Orupabo’s practice centres around reclaiming Black historical and cultural narratives, investigating the suppressive power of the gaze, as well as its potential to challenge and reshape social and political power dynamics. Working with photographic as well as moving imagery, her practice incorporates a wide range of formats spanning from sculpture to video. Orupabo has been collaborating with BORCH Editions since 2024. Her first project, three large-scale photogravures based on digital collages, explored the tactile qualities of intaglio printmaking. In her photogravures Cover I & II, she deploys blind embossing to further investigate the sculptural potential of this classic printing technique.
Orupabo’s work is rich in recurring pictorial elements, among them references to playing cards. Picnic contains the image of a colonial card game portraying a Black person, a reference to lynchings in the United States during which white spectators would consume food and drinks on picnic blankets as a recreational pastime. Clover I & II are based on stills from the blaxploitation film Abby, framed by a three-leave clover reminiscent of the shape of the card-suit Clubs.

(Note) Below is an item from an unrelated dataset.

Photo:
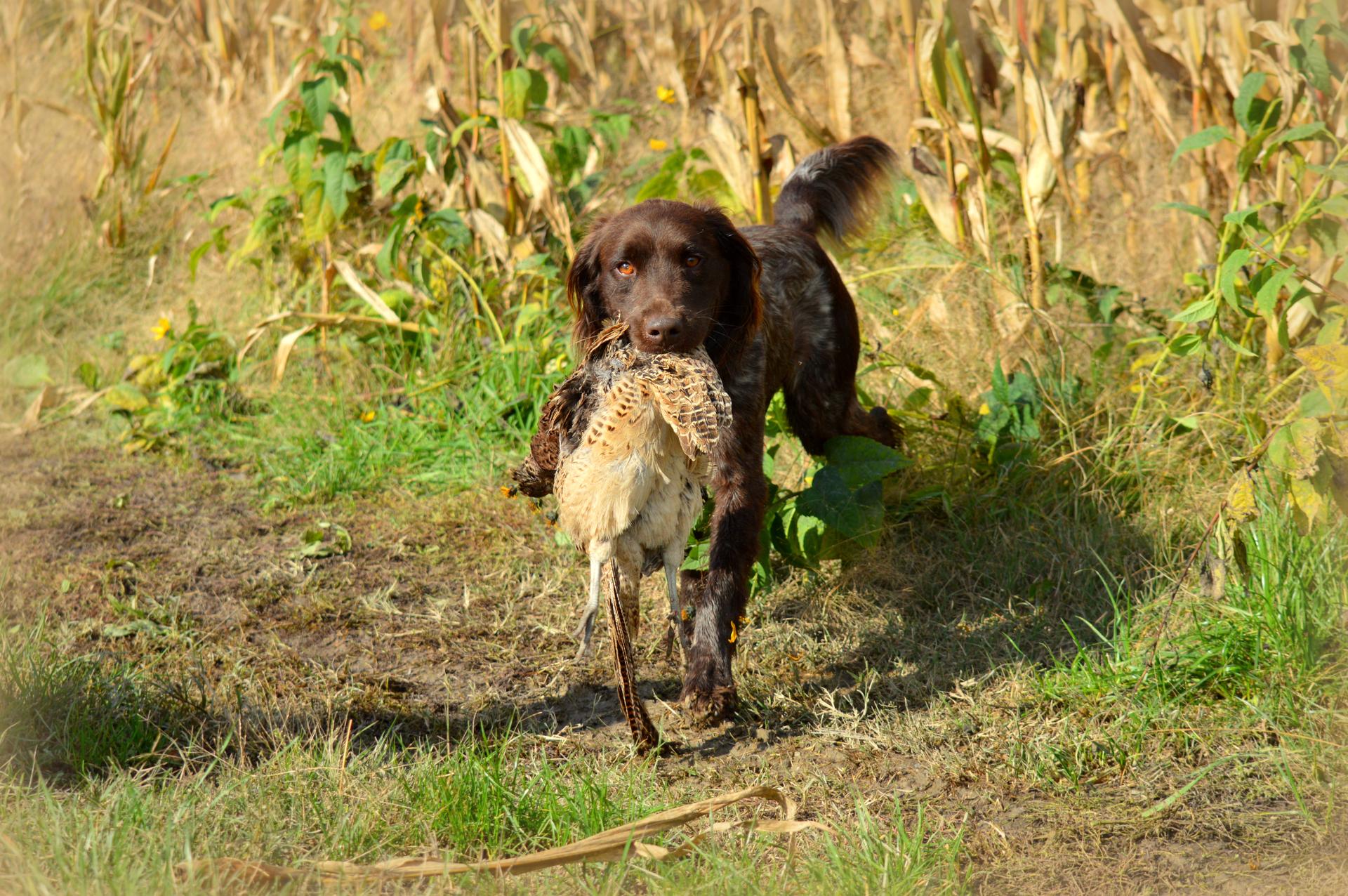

In Orupabo’s hands, seemingly innocuous shapes turn into visual indicators of the way in which playful pastime activities were intertwined with anti-Black racism.
Solo exhibitions of Frida Orupabo’s work include Astrup Fearnley Museum, Oslo and Sprengel Museum, Hanover (both 2025); Bonniers Konsthall, Stockholm 2024; Fotomuseum Winterthur, Switzerland (2022); Museu Afro Brasil, São Paulo (2021), and Huis Marseille, Amsterdam (2020), among others.
Her work is included in numerous public collections, among them Guggenheim Museum, New York City; LACMA, Los Angeles; Jumex Museum, Mexico City; Tate, UK; Victoria and Albert Museum, London; Museum Ludwig, Cologne; MUMOK, Vienna; Nasjonalmuseet, Oslo; Moderna Museet, Sweden; and Louisiana Museum of Modern Art, Denmark.